My apologies for this long overdue update! Hopefully, my wonderful readers have not lost interest. Student teaching has been an amazing experience, but it is also kicking my butt! I know this is a pretty short chapter, but I needed to do a quick update. The next chapter should be quite a bit longer. :)
My heart was beating so hard I was sure it was bruising my chest. Oxygen rushed in and out of my lungs but I felt like I was drowning. Twenty feet away from where I laid plastered to the ground stood my grandfather. It had been about a year since we'd seen him. Once he and grandma had retired they had bought an RV and started traveling. My hands clutched at the grass underneath me, trying to keep myself from losing it. The girls started running for him before I could figure out how to make a sound. My hands trembled and my knuckles were white, I was stuck until a slightly bloody hand grabbed my own.
I looked up from my hand into blue eyes. He didn't say anything just stared at me, his mouth clenched in pain. I swallowed thickly and jumped to my feet. By this time my grandpa and the three other men were right in front of us. "What the hell, Officer Friendly?" barked the angry redneck as a young Korean boy proffered a hand to help him to his feet. Daryl just slapped the younger man's hand away and started towards a white house beyond the field.

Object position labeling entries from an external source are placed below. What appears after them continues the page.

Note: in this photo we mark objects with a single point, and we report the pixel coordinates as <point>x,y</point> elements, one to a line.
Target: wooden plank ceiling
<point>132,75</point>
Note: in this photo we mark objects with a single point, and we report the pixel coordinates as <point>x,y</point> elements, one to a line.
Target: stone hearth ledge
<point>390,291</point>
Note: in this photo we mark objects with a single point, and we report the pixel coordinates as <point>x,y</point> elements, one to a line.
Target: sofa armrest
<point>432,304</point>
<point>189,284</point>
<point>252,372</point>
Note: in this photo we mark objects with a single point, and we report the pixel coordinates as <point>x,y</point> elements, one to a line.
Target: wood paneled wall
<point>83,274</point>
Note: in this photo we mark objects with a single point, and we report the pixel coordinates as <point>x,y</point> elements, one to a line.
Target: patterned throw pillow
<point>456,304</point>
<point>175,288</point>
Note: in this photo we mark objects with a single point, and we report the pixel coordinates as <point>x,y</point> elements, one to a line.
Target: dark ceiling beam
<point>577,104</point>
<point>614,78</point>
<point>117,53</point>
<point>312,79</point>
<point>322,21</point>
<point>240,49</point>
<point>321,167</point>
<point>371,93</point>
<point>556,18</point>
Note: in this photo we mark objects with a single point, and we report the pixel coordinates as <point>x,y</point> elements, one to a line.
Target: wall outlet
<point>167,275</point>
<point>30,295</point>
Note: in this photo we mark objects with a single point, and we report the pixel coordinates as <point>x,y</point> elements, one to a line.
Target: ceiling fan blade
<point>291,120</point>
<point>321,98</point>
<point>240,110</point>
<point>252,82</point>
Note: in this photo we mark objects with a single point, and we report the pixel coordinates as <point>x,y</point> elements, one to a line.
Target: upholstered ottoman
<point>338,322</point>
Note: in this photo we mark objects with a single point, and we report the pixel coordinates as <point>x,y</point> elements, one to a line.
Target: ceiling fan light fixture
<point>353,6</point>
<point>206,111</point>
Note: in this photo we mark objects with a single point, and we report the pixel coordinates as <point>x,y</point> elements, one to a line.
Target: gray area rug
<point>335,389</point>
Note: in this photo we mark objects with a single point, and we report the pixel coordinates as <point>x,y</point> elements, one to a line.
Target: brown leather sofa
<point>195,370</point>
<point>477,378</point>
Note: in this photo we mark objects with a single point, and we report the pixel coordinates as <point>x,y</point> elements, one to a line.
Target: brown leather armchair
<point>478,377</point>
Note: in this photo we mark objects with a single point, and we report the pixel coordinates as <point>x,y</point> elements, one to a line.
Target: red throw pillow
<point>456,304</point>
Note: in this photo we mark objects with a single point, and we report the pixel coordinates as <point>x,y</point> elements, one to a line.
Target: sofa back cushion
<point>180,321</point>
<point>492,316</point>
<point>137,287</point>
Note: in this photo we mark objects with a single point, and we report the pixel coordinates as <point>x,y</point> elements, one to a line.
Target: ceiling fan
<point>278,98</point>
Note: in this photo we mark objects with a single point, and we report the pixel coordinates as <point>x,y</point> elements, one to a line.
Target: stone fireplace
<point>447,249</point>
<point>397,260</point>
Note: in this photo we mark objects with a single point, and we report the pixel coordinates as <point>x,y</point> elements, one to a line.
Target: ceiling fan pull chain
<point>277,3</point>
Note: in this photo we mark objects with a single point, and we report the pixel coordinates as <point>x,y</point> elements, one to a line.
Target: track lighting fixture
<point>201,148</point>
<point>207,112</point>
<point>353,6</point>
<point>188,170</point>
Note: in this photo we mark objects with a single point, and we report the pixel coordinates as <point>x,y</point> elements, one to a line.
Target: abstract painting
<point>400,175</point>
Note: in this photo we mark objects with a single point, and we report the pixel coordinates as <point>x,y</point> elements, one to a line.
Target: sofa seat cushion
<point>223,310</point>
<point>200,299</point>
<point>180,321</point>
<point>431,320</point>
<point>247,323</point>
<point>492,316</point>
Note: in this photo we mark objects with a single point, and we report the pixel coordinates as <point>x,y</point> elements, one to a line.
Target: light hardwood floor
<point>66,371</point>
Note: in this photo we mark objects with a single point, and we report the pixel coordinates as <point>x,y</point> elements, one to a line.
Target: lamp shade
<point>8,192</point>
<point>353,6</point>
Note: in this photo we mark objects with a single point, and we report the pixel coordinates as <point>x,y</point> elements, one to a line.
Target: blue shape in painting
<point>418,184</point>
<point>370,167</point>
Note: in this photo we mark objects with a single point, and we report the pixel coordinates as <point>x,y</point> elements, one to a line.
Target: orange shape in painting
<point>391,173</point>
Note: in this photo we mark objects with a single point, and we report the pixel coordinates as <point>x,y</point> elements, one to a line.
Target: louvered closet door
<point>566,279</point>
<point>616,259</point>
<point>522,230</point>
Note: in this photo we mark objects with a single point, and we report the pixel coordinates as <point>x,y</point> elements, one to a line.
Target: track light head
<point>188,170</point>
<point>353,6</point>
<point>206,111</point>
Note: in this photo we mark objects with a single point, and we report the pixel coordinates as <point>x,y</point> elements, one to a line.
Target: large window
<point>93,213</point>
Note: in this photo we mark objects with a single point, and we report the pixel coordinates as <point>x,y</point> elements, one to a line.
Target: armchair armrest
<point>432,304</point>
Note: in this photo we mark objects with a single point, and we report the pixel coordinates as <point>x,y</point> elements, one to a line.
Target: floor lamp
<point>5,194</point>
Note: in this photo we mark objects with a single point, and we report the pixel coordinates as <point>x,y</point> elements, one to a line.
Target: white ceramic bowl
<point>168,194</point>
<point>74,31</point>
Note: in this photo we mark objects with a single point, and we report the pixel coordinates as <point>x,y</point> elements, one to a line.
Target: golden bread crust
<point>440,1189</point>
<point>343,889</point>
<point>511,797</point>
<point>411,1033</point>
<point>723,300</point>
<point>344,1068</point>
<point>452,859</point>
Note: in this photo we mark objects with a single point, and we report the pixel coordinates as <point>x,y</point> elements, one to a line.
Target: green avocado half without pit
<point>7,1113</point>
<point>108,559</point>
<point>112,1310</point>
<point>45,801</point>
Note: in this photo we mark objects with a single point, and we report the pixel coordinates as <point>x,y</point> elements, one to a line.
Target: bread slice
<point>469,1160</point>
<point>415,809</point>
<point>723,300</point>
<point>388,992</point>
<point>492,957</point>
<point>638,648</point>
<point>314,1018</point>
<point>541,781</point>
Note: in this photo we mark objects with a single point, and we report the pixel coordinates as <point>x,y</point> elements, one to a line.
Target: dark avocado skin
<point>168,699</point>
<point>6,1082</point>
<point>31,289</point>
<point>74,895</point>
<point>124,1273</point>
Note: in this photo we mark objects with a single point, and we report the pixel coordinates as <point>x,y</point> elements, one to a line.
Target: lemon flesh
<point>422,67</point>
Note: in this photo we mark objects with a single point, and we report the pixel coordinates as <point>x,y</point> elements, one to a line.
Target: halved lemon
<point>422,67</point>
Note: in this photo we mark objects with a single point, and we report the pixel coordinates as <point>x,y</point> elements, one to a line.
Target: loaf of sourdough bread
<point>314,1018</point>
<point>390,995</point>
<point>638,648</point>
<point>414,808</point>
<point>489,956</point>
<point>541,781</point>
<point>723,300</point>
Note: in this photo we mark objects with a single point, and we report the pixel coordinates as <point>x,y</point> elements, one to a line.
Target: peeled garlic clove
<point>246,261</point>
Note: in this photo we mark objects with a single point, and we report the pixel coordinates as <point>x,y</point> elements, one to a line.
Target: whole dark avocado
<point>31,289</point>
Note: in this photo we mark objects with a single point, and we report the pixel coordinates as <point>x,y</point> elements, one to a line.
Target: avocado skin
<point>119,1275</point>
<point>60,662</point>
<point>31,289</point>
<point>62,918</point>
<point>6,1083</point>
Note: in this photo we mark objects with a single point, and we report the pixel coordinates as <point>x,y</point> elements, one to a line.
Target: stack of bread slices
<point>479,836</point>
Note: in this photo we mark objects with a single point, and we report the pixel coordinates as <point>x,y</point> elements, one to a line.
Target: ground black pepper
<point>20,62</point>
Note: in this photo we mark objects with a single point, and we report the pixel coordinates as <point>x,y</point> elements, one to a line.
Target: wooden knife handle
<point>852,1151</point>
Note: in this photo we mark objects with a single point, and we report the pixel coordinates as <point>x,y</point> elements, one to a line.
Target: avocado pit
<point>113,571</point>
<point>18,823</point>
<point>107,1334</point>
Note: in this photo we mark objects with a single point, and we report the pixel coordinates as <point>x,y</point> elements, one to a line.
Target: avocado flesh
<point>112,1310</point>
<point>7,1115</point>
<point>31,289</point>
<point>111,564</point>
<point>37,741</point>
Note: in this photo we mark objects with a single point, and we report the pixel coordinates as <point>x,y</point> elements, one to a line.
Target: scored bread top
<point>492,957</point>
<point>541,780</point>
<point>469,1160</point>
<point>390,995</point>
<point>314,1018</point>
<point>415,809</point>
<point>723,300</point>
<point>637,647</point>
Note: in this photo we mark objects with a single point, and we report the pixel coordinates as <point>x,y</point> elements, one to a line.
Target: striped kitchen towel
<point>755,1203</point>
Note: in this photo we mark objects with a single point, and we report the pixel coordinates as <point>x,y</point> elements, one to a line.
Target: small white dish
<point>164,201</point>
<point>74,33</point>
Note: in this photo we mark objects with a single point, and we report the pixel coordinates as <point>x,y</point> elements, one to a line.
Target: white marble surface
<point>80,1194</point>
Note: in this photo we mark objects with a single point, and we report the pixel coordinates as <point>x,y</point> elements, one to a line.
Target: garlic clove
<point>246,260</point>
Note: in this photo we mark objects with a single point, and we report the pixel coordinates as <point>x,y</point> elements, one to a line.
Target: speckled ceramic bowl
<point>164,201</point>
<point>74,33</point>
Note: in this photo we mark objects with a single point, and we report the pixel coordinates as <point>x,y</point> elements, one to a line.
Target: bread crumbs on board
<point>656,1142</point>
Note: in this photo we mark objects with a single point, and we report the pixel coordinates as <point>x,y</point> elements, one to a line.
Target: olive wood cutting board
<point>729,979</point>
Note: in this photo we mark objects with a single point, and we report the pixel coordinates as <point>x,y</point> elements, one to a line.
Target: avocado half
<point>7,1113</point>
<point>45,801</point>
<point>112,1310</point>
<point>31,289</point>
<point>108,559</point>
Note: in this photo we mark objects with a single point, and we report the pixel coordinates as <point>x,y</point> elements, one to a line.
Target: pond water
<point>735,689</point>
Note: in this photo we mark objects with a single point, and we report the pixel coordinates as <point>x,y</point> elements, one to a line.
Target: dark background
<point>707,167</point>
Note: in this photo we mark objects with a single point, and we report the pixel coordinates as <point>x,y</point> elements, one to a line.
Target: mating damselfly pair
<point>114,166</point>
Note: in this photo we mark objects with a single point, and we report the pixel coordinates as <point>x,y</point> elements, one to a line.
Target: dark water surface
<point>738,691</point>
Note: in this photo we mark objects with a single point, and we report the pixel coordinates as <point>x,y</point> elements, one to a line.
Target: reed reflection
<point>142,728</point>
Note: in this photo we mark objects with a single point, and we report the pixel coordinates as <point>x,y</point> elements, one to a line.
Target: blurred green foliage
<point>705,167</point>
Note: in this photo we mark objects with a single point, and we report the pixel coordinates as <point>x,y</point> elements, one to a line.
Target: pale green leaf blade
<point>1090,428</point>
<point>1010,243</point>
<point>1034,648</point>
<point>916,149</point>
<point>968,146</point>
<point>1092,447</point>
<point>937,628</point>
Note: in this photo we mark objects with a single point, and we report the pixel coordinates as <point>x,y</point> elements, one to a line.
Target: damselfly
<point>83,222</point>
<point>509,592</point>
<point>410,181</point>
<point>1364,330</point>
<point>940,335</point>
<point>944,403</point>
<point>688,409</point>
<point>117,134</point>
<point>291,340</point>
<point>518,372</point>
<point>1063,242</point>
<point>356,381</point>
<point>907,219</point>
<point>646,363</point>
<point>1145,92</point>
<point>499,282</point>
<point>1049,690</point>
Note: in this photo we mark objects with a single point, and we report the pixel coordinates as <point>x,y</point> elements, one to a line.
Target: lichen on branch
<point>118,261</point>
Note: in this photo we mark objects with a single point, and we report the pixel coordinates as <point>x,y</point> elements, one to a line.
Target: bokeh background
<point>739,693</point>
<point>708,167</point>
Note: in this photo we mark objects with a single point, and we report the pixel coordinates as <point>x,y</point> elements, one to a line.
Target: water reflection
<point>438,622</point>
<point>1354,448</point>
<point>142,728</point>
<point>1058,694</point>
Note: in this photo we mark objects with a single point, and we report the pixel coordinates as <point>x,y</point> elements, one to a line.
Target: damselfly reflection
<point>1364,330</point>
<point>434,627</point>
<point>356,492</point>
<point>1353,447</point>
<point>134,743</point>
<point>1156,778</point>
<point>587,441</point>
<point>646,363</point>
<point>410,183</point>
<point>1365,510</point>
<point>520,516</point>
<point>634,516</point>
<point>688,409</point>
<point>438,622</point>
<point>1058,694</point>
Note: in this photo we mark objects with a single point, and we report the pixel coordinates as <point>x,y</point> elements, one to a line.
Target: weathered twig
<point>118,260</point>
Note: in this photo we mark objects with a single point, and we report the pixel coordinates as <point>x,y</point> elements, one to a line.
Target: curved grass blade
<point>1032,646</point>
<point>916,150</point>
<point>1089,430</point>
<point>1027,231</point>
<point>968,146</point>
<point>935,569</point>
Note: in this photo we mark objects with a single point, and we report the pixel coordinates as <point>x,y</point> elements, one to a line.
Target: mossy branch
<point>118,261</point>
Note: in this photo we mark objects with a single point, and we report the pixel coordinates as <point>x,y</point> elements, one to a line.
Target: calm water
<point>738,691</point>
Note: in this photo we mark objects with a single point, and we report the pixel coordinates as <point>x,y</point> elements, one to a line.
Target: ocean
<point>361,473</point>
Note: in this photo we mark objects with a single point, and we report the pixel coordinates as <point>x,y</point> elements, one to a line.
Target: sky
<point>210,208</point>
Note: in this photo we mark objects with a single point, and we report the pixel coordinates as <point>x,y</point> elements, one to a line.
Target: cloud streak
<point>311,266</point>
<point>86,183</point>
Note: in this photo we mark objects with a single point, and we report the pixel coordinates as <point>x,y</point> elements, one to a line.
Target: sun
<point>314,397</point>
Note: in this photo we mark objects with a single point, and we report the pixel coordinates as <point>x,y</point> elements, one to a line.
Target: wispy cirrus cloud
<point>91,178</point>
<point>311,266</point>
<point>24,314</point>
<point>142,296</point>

"We thought you were walkers!" the boy rushed to explain. Daryl turned, gave each man a hard look, and then proceeded to stalk off.
That left me in a field with three strange men, my grandfather, and two sisters. There were two white men. They seemed to hold some sort of authority within this camp. One looked at me speculatively and the other was harder to read. "And who are you three?" the cranky looking man said.
"Gentlemen, these young ladies are my granddaughters." Dale said, his voice was thick with emotion. He grabbed my arm and pulled me into a hug. All this time. I can't breathe. All this time? We had been in that damn forest for weeks. Barely surviving for weeks. Fighting the living dead for weeks. Pretending to be a mother, a protector, a source of stability and sanity for my sisters when every fiber of my being was screaming inside. And ALL THIS TIME my grandfather had been a matter of miles away from us. A real adult who knew how to take care of kids. A real adult who could have taken care of me, told me that everything would be okay, that could have told me what to say to two young girls that saw their mother die horrifically.
"Well, that certainly changes things," the man dubbed "Officer Friendly" shook me out of my momentary freak out. "Why don't we take this conversation into the safety of the farm proper. Those gun shots are likely to attract unwanted attention." Sam and Lace each grabbed one of Grandpa Dale's hands and the group started off towards the house. I stood staring at their retreating forms. How surreal this little spark of familiarity. This new world that my sisters and I were thrust into could have—no—would have been so different if I had just known how close my grandfather had been.
"Caitlin Marie, you coming," the familiar voice of Grandpa Dale was a momentary balm to the hurts that have clawed their way into my skin and my mind. Taking a deep breath and rubbing my hands on my jeans I centered myself. Who knows what is to come of this but one thing I was sure of was this: even with the safety that Grandpa brings, I will not let my guard down. Doing so always ends in tragedy.